Florian Wupperfeld, a world-leading social sustainability and placemaking expert and CEO of LCD Ventures, a UK-based destination innovation company, also shared his concerns about how the unique situation in Turkey may play out in the future if it continues as it is.

He said: “Turkey is a budget destination. The middle segment of people [that] feel the pinch with inflation are drying out faster than the luxury.
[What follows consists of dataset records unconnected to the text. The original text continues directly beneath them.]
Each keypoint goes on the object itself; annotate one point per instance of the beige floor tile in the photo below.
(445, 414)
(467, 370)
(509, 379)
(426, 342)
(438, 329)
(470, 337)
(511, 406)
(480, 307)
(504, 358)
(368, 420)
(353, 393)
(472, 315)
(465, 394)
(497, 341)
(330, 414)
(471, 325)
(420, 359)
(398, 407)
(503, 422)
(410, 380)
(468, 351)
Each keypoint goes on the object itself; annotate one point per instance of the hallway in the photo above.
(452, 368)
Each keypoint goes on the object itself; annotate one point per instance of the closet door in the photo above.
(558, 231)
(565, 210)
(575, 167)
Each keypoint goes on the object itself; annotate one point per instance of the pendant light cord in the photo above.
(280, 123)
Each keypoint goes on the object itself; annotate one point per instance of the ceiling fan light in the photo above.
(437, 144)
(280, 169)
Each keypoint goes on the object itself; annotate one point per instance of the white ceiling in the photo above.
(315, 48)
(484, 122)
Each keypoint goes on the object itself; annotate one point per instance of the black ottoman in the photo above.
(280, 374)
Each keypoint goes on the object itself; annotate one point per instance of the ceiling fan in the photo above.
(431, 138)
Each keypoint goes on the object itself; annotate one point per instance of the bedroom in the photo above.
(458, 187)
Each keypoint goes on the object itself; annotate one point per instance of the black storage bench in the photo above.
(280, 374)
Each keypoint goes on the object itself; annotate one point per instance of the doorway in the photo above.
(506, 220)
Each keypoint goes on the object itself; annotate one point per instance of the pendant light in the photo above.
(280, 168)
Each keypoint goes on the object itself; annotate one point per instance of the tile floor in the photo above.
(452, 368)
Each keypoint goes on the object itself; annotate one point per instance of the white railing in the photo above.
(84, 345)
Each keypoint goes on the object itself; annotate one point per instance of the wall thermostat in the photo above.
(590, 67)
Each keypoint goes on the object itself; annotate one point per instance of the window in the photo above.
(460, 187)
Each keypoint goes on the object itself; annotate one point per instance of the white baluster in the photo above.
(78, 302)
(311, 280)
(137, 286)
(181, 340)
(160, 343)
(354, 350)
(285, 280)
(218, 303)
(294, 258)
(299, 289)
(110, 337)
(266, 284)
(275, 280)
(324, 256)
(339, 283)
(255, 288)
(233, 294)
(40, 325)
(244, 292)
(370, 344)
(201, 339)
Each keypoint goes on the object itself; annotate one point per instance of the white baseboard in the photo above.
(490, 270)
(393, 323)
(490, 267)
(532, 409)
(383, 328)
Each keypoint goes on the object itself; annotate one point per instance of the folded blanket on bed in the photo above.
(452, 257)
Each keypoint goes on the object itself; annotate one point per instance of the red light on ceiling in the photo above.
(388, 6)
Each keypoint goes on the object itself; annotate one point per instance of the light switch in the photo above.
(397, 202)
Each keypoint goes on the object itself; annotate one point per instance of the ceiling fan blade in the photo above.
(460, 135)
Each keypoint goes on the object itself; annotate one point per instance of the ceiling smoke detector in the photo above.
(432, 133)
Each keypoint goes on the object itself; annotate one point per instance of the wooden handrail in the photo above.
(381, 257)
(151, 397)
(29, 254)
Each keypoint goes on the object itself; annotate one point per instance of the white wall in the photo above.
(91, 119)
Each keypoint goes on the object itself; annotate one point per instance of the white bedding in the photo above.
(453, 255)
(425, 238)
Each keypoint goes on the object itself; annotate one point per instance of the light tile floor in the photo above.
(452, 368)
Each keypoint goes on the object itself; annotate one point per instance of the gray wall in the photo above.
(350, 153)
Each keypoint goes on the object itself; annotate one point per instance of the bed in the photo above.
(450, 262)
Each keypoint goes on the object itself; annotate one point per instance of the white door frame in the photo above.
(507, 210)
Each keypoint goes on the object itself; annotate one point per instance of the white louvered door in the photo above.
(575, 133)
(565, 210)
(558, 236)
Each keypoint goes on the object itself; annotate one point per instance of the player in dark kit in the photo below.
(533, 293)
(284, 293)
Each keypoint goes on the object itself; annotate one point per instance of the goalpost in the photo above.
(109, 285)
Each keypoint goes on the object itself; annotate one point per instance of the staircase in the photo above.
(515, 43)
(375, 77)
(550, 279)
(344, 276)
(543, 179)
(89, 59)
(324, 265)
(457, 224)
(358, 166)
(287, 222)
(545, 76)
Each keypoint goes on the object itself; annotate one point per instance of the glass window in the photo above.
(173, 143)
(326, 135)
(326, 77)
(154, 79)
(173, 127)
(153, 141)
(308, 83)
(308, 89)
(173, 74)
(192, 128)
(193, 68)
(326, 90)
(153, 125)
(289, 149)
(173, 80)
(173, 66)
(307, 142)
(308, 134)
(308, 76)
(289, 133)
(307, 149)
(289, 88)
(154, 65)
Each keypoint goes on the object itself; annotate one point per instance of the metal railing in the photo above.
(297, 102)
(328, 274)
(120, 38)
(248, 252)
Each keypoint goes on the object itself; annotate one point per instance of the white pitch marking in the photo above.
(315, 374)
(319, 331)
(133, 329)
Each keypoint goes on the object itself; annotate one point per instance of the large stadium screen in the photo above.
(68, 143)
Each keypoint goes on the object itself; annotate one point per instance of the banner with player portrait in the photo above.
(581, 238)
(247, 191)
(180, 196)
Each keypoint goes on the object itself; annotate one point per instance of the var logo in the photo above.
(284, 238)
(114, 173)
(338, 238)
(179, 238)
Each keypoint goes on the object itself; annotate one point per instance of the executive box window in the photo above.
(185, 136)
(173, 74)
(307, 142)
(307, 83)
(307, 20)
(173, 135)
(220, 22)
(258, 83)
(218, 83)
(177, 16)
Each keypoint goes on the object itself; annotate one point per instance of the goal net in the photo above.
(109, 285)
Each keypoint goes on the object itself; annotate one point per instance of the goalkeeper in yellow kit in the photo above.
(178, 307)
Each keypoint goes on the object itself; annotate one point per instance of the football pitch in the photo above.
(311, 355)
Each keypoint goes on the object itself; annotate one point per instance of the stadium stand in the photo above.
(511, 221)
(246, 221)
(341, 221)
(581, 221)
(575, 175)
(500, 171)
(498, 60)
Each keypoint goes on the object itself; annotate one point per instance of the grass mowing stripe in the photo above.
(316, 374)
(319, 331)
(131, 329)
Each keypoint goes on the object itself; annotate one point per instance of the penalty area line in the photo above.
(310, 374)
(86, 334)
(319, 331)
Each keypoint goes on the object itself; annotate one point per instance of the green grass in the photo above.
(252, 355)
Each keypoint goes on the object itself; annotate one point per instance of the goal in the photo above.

The people with money still have money.”

He added that Turkey does well with hard power tourism – which can be used to reinforce a place’s image with inducements, such as with work visas in Russia – but is not so successful with soft power tourism which is a geopolitical strategy that uses symbolic and effective means to influence global audiences.

Tourism in Turkey, Mr Wupperheld argued, “has become a hard power industry”.

He added: “Moving forward, Turkey will have a tougher time because they have moved towards this budget tourism”.

Ms Donaldson, however, said there were signs of hope for Turkey’s tourism as “the Turkish government reported inflation had dropped below 52 percent in August, from the May peak of 75 percent,” according to Reuters.

“With the government expecting inflation to fall below 42 percent by the end of the year, travellers hoping to visit the region soon could potentially encounter more reasonable prices once interest rates begin to drop.”

“We understand that some Turkish officials also suggested that major sporting events held in Europe over the summer have contributed to a downturn in tourism. With the European Championship in Germany and the Paris Olympic Games attracting millions of visitors, many travellers ordinarily bound for Turkey might have had other plans in 2024.

“We’ll have to wait and see how the next few months play out, but the Turkish Minister of Culture and Tourism Mehmet Nuri Ersoy suggested tourism will slowly grow throughout September before a rapid increase as the economy improves. According to Ersoy, with just a 6 percent increase in tourism, Turkey can achieve its goal of 60 million annual visitors.”